Step 4 - Retrieve the per VM administrator password
Every VM generates its own administrator password on first boot and writes it, along with the login user and URL, to a root only credentials file. Read it with sudo:
sudo cat /root/filebrowser-credentials.txt

You sign in to File Browser with username admin and the filebrowser.admin.pass value from this file. You can prove the login works from the command line by requesting an API token with those credentials:
PASS=$(sudo grep '^filebrowser.admin.pass=' /root/filebrowser-credentials.txt | cut -d= -f2-); curl -s -o /dev/null -w 'login HTTP %{http_code}\n' -m 20 -H 'Content-Type: application/json' -d "{\"username\":\"admin\",\"password\":\"$PASS\"}" http://127.0.0.1/api/login
Step 5 - Sign in to File Browser
Browse to http://<vm-public-ip>/. File Browser opens on its sign in screen. Enter username admin and the password from Step 4.

Once signed in you land on the file listing for the browsed files root. From here you can navigate folders, preview files, and use the toolbar to upload, create, rename, move and download items.

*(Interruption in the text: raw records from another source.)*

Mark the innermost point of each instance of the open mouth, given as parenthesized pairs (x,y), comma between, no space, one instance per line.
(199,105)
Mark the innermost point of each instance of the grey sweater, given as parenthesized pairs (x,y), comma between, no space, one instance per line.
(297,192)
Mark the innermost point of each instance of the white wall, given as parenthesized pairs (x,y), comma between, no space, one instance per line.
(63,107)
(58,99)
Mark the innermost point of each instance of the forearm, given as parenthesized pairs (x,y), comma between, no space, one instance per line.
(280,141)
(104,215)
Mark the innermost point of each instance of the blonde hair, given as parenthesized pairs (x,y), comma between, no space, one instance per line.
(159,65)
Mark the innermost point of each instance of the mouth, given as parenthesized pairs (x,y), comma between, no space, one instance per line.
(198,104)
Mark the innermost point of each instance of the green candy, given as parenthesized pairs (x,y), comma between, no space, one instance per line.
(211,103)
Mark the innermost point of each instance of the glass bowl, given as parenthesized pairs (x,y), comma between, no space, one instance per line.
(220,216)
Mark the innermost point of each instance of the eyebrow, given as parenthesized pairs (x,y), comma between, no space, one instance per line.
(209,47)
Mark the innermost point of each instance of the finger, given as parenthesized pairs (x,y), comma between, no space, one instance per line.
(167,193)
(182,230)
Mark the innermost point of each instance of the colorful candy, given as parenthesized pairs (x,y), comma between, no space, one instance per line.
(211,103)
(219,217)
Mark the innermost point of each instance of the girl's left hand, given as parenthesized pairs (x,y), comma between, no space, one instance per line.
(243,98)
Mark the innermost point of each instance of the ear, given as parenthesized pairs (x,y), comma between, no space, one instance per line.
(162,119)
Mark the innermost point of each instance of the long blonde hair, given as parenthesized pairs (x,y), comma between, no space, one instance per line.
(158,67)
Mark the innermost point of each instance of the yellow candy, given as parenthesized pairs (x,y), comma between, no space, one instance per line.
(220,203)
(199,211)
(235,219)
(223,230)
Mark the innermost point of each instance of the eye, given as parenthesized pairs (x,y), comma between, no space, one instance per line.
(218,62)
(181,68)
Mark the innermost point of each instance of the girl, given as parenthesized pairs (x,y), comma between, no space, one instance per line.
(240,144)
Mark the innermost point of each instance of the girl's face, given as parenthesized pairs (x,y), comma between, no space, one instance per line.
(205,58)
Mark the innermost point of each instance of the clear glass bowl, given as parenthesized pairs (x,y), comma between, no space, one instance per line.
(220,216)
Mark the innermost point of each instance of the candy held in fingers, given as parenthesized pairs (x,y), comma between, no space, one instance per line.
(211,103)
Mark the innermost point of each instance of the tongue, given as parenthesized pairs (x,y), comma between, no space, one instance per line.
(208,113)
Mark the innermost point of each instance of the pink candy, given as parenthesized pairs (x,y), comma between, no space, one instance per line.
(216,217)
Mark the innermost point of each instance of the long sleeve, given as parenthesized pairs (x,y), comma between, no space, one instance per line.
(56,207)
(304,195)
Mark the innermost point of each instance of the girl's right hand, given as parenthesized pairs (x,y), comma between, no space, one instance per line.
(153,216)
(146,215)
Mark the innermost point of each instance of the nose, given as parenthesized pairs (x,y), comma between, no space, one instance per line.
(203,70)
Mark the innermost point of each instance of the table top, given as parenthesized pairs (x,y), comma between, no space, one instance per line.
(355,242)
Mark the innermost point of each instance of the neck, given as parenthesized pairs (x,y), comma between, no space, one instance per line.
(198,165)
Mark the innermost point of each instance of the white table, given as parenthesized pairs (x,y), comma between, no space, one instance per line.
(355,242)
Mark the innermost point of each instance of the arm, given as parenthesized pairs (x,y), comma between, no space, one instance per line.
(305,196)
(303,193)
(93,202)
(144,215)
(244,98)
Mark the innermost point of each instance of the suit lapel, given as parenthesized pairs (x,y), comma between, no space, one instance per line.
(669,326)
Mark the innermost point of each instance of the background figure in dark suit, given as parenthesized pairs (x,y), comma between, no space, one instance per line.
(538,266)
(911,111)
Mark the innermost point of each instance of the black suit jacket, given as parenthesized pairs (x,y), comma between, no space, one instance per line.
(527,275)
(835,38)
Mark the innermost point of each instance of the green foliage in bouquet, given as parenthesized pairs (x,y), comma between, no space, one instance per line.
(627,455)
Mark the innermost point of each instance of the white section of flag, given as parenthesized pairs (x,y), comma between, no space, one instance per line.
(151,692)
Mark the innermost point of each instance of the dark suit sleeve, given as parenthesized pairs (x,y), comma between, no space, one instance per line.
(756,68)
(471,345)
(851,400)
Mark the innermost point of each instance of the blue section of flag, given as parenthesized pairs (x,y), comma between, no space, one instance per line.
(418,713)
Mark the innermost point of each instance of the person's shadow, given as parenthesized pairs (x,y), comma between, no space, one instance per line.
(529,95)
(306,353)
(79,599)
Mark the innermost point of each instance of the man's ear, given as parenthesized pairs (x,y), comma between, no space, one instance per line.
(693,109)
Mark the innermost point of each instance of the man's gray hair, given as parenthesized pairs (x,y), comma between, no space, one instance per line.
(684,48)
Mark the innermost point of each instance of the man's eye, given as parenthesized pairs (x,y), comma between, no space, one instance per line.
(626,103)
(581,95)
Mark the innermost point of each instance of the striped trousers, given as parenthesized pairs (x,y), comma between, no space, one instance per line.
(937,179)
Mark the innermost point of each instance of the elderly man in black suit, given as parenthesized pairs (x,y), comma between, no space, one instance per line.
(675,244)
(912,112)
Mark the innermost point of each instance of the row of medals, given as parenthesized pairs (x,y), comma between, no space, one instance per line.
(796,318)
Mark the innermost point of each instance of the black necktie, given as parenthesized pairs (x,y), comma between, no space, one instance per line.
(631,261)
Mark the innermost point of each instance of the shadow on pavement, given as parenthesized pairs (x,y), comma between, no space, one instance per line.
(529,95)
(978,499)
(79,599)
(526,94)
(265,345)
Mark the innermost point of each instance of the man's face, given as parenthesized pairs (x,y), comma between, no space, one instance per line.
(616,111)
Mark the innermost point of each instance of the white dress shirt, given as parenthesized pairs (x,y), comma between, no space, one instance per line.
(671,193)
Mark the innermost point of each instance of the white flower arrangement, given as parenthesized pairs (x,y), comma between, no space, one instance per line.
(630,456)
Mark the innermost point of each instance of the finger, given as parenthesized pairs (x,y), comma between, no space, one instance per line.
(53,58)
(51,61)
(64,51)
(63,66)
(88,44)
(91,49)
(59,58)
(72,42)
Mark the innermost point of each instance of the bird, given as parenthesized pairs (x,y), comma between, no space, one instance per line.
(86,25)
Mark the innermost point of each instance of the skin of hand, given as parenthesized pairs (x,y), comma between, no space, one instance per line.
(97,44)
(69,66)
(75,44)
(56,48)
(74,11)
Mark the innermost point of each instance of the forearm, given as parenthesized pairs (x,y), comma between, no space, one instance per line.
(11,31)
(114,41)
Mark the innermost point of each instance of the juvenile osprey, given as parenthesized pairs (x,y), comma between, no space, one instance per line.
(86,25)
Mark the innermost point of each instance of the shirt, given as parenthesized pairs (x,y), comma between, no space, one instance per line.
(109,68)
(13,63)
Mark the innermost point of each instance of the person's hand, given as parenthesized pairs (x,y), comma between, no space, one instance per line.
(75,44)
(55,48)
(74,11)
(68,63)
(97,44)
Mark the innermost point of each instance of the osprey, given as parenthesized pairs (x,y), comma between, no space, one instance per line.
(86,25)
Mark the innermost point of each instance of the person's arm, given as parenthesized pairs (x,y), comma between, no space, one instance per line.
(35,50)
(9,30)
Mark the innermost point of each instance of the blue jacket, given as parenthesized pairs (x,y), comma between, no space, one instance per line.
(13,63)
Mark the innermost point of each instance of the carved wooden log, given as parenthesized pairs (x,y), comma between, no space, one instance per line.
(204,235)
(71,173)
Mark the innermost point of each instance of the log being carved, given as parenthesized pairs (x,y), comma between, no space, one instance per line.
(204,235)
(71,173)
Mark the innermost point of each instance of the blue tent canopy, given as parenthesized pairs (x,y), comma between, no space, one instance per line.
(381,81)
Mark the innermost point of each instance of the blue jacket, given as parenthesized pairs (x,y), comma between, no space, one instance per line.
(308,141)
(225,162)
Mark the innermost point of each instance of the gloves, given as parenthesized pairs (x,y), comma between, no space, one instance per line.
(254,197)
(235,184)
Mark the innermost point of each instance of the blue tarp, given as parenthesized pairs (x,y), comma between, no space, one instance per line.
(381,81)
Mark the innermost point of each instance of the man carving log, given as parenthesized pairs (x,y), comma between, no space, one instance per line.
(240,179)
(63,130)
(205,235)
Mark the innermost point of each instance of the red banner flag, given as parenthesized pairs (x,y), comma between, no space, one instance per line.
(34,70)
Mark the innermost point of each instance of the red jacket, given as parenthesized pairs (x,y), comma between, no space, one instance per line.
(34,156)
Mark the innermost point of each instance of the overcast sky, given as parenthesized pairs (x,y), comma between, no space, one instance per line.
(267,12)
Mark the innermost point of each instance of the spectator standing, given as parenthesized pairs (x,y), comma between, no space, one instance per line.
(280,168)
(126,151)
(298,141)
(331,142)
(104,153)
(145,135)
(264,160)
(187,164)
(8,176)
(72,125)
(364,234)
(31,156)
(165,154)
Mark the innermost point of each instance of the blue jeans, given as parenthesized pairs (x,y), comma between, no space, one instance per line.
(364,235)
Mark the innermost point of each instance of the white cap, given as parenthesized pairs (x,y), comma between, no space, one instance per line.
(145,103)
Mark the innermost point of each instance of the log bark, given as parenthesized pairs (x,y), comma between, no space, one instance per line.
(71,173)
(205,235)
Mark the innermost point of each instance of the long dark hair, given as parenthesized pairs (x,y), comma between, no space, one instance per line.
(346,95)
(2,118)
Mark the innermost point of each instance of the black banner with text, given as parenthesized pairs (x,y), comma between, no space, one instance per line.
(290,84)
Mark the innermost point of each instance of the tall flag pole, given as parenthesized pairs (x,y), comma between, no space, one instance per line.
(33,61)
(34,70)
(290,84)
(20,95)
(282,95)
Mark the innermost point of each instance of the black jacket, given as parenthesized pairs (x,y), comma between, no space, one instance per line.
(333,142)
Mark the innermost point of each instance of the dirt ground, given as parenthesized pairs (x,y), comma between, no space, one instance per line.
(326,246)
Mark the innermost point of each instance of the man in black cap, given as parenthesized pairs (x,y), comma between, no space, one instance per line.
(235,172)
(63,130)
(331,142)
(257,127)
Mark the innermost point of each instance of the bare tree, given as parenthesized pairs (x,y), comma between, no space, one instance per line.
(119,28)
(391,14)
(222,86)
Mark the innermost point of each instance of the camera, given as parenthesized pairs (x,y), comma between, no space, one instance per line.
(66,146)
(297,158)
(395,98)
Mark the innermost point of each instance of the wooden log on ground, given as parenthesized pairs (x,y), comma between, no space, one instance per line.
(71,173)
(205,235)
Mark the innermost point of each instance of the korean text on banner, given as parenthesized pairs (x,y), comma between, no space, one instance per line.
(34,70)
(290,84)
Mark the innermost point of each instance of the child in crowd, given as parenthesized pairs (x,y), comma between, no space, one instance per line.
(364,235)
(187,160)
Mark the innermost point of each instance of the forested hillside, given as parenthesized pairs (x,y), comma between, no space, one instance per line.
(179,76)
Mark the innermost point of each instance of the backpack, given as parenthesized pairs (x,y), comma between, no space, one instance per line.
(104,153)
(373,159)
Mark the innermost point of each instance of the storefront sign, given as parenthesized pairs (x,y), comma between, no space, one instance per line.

Step 6 - Upload, download and share files
Use the upload button in the toolbar to add files or whole folders by drag and drop. Select any item to preview it, download it, or generate a share link that lets an external collaborator download that specific file without an account. The files you manage all live under the browsed files root on the dedicated data disk.
sudo ls -la /var/lib/filebrowser/files | head
Step 7 - Add scoped user accounts
Open Settings then User Management to create additional accounts. Each user can be given its own scope (a subdirectory they are limited to) and a permission set, so teams can share one instance while keeping their directories isolated.

Step 8 - Verify the stack
Confirm the File Browser version, that the services are enabled, and the health endpoint that Azure Load Balancer probes:
/usr/local/bin/filebrowser version | head -1
systemctl is-enabled filebrowser nginx
curl -sI http://127.0.0.1/health | head -1

Step 9 - Where your data lives
The SQLite database and the browsed files both live on a dedicated Azure data disk mounted at /var/lib/filebrowser, separate from the OS disk. This disk is captured into the image and re provisioned on every VM. Confirm the mount and the filesystem:
df -h /var/lib/filebrowser | tail -1
findmnt -no SOURCE,TARGET,FSTYPE /var/lib/filebrowser
Security notes
- File Browser serves plain HTTP on port 80. For production, put it behind your own TLS terminating reverse proxy or an Azure Application Gateway with a certificate for your domain, and restrict port 80 in the NSG to trusted networks.
- The File Browser server listens on
127.0.0.1:8080only and is never exposed directly; only nginx on port 80 faces the network. - Authentication is required from the first request. The per VM administrator password lives in
/root/filebrowser-credentials.txt, readable only by root. Sign in and change it from Settings if you wish, and keep a copy somewhere safe. - Create scoped, least privilege user accounts for team members rather than sharing the administrator login.
- Keep the VM patched. The image ships fully patched with unattended security upgrades enabled.